Subsequently, HH-WIN is to be expanded further in order to serve additional requirements from the industrial and transport sectors. The challenge lies less in the technical implementation, since a hydrogen pipeline generally does not entail any greater risks than a natural gas pipeline, but rather in the needs-based planning and implementation for the customer.’

Renewable Energy Hamburg: Are there other (European) cities that have implemented a hydrogen network and that you can use as a model?
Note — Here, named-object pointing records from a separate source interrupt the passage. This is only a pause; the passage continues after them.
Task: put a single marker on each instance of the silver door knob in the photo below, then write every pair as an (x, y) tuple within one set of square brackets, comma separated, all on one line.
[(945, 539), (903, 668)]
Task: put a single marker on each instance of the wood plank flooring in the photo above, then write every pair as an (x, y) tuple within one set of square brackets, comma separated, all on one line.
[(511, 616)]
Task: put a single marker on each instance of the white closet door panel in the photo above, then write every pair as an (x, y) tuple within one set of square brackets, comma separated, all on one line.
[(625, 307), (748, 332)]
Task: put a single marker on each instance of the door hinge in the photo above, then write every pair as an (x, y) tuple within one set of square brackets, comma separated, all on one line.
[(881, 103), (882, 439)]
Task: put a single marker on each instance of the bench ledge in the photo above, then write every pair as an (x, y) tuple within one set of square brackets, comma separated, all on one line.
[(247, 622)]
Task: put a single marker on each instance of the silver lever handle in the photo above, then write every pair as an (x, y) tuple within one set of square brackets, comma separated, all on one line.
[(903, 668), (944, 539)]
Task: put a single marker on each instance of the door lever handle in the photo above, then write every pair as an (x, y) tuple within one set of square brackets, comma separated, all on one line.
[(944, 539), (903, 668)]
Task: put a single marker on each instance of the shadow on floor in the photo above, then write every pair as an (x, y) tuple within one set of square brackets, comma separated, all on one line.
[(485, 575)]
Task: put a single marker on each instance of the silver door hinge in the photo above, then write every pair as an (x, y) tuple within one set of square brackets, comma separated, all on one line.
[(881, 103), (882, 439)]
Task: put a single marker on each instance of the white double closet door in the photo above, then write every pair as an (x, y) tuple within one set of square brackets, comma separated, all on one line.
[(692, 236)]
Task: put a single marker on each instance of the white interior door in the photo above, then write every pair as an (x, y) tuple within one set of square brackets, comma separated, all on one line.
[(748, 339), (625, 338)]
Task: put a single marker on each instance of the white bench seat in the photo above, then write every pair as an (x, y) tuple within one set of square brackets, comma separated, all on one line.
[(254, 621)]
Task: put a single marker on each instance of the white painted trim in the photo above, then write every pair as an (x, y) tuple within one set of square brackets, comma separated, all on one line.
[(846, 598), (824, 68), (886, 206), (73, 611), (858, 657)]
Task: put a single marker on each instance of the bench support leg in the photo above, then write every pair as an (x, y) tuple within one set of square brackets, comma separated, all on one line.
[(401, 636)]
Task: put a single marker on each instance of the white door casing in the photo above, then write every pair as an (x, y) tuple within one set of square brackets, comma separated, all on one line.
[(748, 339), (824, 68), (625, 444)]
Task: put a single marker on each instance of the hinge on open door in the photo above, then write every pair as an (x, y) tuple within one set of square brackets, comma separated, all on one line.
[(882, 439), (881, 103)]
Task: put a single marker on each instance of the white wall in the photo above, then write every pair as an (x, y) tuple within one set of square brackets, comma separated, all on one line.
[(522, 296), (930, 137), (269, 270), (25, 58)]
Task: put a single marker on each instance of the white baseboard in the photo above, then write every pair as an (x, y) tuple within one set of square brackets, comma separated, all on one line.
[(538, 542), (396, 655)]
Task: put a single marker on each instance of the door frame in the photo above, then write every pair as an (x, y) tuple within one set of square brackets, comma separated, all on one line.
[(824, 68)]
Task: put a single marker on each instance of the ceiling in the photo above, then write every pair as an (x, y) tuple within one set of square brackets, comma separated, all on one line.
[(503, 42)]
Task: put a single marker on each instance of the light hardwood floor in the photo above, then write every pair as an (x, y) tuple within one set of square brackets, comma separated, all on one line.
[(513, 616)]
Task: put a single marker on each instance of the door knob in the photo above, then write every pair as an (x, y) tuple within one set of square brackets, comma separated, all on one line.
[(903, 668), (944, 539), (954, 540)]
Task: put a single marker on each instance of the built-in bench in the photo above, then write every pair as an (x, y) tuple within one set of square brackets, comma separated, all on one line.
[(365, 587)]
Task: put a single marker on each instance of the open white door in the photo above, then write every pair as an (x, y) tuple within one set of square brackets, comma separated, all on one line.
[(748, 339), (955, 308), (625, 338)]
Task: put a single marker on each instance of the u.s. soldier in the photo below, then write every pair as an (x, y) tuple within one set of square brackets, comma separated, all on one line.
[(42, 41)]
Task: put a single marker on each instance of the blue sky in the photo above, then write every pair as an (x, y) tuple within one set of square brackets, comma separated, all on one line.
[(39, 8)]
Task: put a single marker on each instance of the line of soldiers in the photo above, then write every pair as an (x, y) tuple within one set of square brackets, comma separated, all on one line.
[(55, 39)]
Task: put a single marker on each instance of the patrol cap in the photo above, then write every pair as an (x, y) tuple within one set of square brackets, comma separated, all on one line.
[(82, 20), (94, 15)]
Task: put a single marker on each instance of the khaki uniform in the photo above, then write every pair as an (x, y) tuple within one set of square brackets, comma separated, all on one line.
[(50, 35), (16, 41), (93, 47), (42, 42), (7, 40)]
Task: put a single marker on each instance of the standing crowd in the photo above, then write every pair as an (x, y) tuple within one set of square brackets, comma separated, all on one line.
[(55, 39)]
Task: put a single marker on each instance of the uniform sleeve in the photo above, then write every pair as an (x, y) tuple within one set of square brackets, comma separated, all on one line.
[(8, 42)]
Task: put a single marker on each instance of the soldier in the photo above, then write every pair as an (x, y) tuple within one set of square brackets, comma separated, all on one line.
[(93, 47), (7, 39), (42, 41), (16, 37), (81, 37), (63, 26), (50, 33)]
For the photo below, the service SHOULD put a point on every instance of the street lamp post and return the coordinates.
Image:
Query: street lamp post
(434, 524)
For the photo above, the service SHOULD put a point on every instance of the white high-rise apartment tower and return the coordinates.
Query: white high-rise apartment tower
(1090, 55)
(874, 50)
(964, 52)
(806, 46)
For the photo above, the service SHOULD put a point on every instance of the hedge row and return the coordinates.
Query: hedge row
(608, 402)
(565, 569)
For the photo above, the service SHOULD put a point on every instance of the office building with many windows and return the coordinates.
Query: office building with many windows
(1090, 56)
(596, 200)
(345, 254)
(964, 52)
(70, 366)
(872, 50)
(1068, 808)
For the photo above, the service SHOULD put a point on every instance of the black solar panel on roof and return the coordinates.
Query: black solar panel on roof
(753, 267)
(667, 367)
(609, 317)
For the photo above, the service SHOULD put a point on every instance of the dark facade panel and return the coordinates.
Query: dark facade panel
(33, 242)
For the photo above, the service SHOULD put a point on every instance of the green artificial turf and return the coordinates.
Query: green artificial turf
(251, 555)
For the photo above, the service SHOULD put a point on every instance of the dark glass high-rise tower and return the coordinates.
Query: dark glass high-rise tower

Oliver Koch: ‘As far as we know, the plan for a public hydrogen network for industry and commerce in urban areas is the first concrete step in Germany towards building an integrated urban hydrogen infrastructure of this size at the level of a gas distribution network. But we are in contact with comparable projects in Europe. However, these are also still in planning or under construction.’

Renewable Energy Hamburg: You will appear as a speaker at this year’s Powerfuels Conference, which dena and EEHH are organising together. How can a company like Gasnetz Hamburg benefit from a Global Powerfuels Alliance?

Oliver Koch: ‘The HH-WIN hydrogen infrastructure is a central link for manufacturing companies. At the same time, it also offers ideal connection options for H2 mobility: fuel stations for heavy goods traffic and for vehicles and ships in port logistics can be connected directly to the planned hydrogen infrastructure. The seaward import and connection to the European hydrogen network also offer potential for the use of other power fuels in addition to hydrogen, such as synthetic gases or, for example, synthetic methanol and ammonia.’

Thank you for your time and interesting answers!